E poi c'è il cinese del negozio dei cinesi, arriva da Chongqing ed è in Italia dal 2008, non parla una sola parola di italiano. Non capisce un cazzo di shelf marketing o merchandising, butta la merce sugli scaffali polverosi un po' dove capita, è capace solo di dire: sì o no, e lo conferma con la testa. Preferisce dire Sì anche se non ha capito la domanda. Ma riesce a fare gli scontrini. Quando non ha clienti in cassa guarda dei video sul cellulare e ride. In cinese.
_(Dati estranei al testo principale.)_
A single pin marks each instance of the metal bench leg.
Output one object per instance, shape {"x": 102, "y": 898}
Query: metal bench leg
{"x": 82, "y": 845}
Nel negozio dei cinesi tutto costa poco, e non me lo spiego, perché le stesse cose negli altri negozi costano il doppio. Il cinese del negozio dei cinesi non parla italiano, ma sa fare i conti a mente e ti regala il sacchetto di plastica per metterci le cinesate usa e getta.
Mentre uscivo mi sono chiesto se riuscirei a vivere a Chongqing in un negozio di italianate, buttare la merce sugli scaffali alla cazzo di cane e passare il tempo a guardare video stupidi sul cellulare, e ridere. Senza sapere una sola parola di cinese.
Chissà se resisterà al cedimento dei negozi dei cinesi.